The two commonly used casting processes in the foundry system are as follows:
- The Sand Cast Systems --- The sand used for making sand cast moulds for ferrous castings is largely green sand which comprises of silica sand of high quality, around 10 per cent bentonite clay (which acts as the binder), up to 5 per cent water and about 5 per cent sea coal (which is an additive for improving the casting finish). This green sand forms more than 90 per cent of the molding materials utilized in the process. Various types of metals can be cast and it is the type of the metal that determines the gradation of the sand and the additives that are used in these systems.
- Chemically Bonded Sand Cast Systems --- These systems are used for 'cores' for producing cavities, which cannot be easily produced through usual molding procedures and also for molds for nonferrous castings. Here one or more organic binders are utilized along with catalysts and various setting techniques. Foundry sand constitutes around 97 per cent of this mixture.
Composition of Foundry Sand
While before being used, foundry sand is uniformly graded, the spent sand often contains
- Remnants of metal from the casting process as well as mold and core material with the binder in a partially degraded form;
- Leachable contaminants such as heavy metals and phenols which are absorbed by the sand in the course of the molding procedures (these phenols are produced by the thermal decomposition, at high temperatures, of the organic binders during the process of pouring the metal);
- And, more specifically, high concentrations of elements such as cadmium, lead, nickel, zinc and copper in brass and bronze foundries.

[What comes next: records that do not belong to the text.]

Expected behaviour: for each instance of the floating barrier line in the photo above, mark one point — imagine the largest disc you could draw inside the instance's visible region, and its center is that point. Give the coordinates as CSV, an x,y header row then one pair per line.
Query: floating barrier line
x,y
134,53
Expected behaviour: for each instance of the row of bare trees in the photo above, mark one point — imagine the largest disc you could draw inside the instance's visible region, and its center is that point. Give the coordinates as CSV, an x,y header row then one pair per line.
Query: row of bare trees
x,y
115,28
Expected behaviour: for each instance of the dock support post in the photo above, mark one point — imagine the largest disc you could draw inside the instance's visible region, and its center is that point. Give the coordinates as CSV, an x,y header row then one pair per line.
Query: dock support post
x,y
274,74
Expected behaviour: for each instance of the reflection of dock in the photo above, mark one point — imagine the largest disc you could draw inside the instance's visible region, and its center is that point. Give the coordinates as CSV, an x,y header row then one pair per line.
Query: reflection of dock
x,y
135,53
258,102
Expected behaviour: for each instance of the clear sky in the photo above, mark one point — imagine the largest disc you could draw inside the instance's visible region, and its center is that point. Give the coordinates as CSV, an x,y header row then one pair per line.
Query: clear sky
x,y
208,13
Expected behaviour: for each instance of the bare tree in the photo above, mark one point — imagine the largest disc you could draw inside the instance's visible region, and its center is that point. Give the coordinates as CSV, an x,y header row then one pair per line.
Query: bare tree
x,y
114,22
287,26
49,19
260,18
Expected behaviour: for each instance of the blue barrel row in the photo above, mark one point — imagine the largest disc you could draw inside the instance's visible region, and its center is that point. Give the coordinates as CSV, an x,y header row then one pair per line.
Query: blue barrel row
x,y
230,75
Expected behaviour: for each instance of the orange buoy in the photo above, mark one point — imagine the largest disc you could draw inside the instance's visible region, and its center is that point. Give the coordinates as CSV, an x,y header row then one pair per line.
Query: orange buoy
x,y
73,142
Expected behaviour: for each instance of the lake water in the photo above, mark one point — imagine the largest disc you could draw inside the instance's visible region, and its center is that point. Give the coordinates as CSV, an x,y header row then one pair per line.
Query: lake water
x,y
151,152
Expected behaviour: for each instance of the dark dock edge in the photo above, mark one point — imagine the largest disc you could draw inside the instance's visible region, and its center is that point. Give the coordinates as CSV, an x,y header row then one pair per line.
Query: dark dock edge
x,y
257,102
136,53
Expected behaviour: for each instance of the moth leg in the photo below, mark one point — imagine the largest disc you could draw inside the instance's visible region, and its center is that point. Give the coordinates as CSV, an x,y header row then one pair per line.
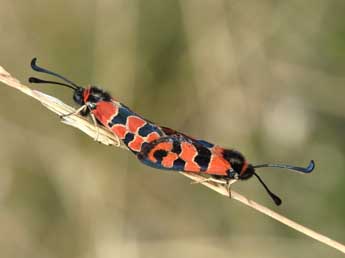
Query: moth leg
x,y
212,179
76,112
95,123
199,181
228,185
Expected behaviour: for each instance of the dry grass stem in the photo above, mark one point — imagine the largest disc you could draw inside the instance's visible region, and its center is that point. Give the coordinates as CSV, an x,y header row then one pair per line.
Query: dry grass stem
x,y
108,138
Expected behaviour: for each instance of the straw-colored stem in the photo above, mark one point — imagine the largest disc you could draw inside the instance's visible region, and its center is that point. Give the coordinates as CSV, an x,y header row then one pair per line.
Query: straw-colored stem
x,y
106,137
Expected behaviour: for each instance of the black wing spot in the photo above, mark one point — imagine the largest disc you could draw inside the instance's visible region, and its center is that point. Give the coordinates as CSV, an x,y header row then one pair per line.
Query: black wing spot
x,y
176,147
128,138
203,158
179,164
160,154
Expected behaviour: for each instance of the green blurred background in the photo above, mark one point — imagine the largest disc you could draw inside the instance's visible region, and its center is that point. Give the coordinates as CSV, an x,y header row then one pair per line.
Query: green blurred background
x,y
264,77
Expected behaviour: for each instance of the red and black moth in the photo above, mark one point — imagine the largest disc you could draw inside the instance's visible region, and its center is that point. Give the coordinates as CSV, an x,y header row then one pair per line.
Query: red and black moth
x,y
161,147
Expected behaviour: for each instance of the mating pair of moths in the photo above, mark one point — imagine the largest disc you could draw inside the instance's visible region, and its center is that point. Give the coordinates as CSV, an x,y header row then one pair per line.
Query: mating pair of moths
x,y
161,147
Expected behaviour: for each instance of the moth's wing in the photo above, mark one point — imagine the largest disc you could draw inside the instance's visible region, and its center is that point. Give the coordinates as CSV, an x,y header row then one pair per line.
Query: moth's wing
x,y
171,132
179,153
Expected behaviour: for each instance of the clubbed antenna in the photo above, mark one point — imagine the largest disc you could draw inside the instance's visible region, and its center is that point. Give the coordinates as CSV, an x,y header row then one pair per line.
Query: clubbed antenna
x,y
35,67
274,197
306,170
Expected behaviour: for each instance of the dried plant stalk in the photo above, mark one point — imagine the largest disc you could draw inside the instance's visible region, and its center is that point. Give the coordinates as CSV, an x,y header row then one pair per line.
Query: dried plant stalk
x,y
108,138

The following processes are at work in a sand casting foundry:
- The composition brings about a reduction in the thermal defects, which produce veining in the metal parts, which are cast from the foundry shapes.
- A number of sand grains are combined in a uniform manner with a variety of shale particles, and a curable binder is used to coat them to form the foundry shapes, which are used for casting the metal part. The shale particles consist of mineral components with the characteristic of structural collapse on being exposed to high temperatures, and this collapse produces space that is used by the expansion of the sand grains. This process leads to anti-veining in the metal parts. In turn, this prevents the formation of stresses, which produce fissures in the foundry shapes.
Recycling of Sand in the Foundry
It is possible to reuse the sand which is obtained in foundry processes from collapsed molds, as shown in the following figure, which depicts the flow of sand in a green sand molding system. To compensate for the lost sand, some amount of new sand and binder are usually added to sustain the quality of the casting.